My example is not the most visually pleasing or creative, but you can use it as a starting point. In this graph, I depict blocks whose widths along the x-axis represent the number of words of that frequency. The block position along the y-axis represents the word frequency itself. As you can see, there are many, many words that have a frequency of one, less than half that number of words with a frequency of two, even fewer with a frequency of three, and so on.

Consider other, better ways you might depict this relationship for extra credit.

Extra Credit

All assignments have possible extensions that you might consider adding to your scene for extra credit. Note that if the submission is well beyond the scope of the assignment, we will consider giving extra credit even if the features implemented are not ones suggested below.

Better Visualization (3 points)

Do something more involved with either of the Processing visualizations. For this assignment, we will leave the details up to the team's discretion, but you must implement something substantially more involved programmatically and provide a good argument of why it deserves extra credit in the documentation to receive additional points.

Getting Started

To get started, your group will choose a freely available novel on Project Gutenberg. Download the novel in .txt format and for the purposes of this assignment, remove all the preface copyright information etc, since we just want to analyze the words from the novel itself. You will then decide which group member is responsible for which aspect of the project. Although you are welcome to work on pieces together, each group member will take point on a particular, distinct aspect of this assignment (for example, one of the three coding portions). This is to ensure that all members are contributing equally.

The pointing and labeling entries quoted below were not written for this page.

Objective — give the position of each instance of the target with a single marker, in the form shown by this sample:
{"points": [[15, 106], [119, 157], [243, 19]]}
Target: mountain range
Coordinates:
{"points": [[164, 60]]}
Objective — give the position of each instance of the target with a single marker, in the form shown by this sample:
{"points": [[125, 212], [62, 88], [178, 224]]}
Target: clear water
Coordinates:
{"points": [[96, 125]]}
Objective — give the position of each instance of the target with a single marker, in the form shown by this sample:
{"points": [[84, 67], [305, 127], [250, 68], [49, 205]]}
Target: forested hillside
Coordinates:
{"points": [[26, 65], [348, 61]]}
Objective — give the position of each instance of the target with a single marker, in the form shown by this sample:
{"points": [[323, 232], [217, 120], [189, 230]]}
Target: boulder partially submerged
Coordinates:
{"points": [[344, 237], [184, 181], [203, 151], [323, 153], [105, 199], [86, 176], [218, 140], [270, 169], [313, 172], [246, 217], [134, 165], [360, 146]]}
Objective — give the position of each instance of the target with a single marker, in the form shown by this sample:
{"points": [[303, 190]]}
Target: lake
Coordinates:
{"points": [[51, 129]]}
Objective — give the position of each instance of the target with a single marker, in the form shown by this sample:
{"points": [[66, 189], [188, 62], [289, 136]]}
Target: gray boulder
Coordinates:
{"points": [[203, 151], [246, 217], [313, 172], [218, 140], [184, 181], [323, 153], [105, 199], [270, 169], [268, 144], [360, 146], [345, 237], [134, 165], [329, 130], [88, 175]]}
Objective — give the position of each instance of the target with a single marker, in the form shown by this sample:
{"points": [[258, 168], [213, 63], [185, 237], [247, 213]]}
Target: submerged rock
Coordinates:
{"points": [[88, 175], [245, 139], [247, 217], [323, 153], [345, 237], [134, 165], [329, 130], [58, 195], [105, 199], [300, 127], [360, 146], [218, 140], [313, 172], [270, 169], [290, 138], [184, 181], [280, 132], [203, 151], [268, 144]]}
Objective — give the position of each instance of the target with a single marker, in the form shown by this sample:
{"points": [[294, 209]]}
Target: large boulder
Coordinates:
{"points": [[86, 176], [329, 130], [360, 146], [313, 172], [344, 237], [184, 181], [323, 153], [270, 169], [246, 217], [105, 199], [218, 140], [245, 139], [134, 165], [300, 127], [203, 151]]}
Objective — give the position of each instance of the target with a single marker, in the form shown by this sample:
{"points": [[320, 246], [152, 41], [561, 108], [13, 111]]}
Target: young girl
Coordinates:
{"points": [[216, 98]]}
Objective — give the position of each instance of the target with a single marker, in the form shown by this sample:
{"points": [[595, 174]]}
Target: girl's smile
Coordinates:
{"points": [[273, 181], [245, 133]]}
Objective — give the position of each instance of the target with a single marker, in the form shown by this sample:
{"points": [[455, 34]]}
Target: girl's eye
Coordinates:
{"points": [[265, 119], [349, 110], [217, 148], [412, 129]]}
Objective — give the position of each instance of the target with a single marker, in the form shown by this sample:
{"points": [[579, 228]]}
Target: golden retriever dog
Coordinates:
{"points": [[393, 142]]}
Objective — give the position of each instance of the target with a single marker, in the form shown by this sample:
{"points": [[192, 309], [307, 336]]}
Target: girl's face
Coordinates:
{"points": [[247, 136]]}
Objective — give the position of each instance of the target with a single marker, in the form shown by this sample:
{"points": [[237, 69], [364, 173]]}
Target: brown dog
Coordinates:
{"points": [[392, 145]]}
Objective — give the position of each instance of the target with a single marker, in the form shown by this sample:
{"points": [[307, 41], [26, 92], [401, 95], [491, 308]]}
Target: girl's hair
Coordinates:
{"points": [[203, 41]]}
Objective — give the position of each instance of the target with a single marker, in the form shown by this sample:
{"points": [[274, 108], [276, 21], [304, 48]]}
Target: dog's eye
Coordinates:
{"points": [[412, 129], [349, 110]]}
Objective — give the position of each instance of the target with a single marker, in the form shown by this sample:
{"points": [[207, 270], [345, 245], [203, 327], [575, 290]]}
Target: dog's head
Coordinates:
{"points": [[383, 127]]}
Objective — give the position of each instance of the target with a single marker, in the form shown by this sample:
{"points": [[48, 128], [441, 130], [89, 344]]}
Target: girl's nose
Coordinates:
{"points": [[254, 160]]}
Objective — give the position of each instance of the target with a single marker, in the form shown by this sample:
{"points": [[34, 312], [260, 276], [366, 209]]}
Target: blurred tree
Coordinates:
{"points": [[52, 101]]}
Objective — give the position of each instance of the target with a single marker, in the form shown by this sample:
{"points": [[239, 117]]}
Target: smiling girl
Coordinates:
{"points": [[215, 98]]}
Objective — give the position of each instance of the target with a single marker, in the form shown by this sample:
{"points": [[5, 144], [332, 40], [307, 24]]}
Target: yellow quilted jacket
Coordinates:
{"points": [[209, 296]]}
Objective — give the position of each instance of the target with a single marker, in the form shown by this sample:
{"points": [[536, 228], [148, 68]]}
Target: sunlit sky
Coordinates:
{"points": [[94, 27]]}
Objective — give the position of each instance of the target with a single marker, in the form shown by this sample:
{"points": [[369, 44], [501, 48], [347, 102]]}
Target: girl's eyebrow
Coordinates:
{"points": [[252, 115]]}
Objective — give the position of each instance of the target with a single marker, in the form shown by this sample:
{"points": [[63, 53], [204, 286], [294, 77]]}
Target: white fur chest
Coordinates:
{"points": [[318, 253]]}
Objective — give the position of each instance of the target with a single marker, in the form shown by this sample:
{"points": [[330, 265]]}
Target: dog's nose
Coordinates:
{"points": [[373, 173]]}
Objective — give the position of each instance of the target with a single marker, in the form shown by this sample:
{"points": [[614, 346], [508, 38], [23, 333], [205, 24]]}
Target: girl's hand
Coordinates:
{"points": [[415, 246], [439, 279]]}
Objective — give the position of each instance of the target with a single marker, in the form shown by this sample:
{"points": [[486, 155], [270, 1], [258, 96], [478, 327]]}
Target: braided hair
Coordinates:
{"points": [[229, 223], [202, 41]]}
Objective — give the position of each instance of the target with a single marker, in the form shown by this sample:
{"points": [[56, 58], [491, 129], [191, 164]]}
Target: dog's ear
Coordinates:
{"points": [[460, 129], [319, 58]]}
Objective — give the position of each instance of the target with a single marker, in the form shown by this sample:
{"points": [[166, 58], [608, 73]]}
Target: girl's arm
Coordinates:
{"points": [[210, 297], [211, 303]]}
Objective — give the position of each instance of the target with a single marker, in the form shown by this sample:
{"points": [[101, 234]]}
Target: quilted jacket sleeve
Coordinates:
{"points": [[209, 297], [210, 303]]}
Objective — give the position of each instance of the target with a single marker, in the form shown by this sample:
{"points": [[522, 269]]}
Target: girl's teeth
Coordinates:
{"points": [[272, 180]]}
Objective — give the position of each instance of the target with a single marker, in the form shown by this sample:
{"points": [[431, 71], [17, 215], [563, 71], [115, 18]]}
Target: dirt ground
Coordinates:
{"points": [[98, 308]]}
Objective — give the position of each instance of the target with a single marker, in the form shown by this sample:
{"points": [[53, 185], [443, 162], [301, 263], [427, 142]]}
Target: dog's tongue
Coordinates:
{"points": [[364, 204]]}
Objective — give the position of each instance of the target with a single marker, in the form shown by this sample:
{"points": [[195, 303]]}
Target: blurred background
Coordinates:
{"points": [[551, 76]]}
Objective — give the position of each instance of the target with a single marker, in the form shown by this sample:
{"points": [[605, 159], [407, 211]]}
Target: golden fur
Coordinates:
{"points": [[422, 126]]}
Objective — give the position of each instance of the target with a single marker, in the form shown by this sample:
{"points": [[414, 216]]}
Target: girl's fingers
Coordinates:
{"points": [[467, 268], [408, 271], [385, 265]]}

The next step is to create the extract_words.py script, which will generate the three text files listed above. Each of these will in turn be used on the visualization portions of the assignment.

What to turn in

You will submit the following in the folder group_yourgroupnumber_assignment3:

A novel of your choosing in .txt format downloaded from Project Gutenberg
A Python script named extract_words.py, which will generate all necessary .txt files upon running.
A txt file named allwords.txt which contains all the words in the novel
A word cloud in .png format based on allwords.txt
A directory a3_novelvisualization which contains the Processing file a3_novelvisualization.pde (or .pyde) and the txt file uniquewords.txt and the font file (.ttf or .otf) necessary for the word cloud
A directory a3_wordfrequency which contains the Processing file a3_wordfrequency.pde (or .pyde) and the txt file wordfrequency.txt
A README text file that tells us the exact steps necessary to run your Python script and Processing files.
A project description text file, assignment3_description.txt, that tells us what functionalities you've implemented, other interesting features or extra credit within the program, software it relies on that you didn't write, and issues you encountered if there are unresolved problems. This will also include documentation of which group member worked on which part of the assignment. While group coding is allowed, each member is responsible for individual parts -- this ensures all group members are participating and have mastery of the assignment.

Zip this folder and submit via Canvas.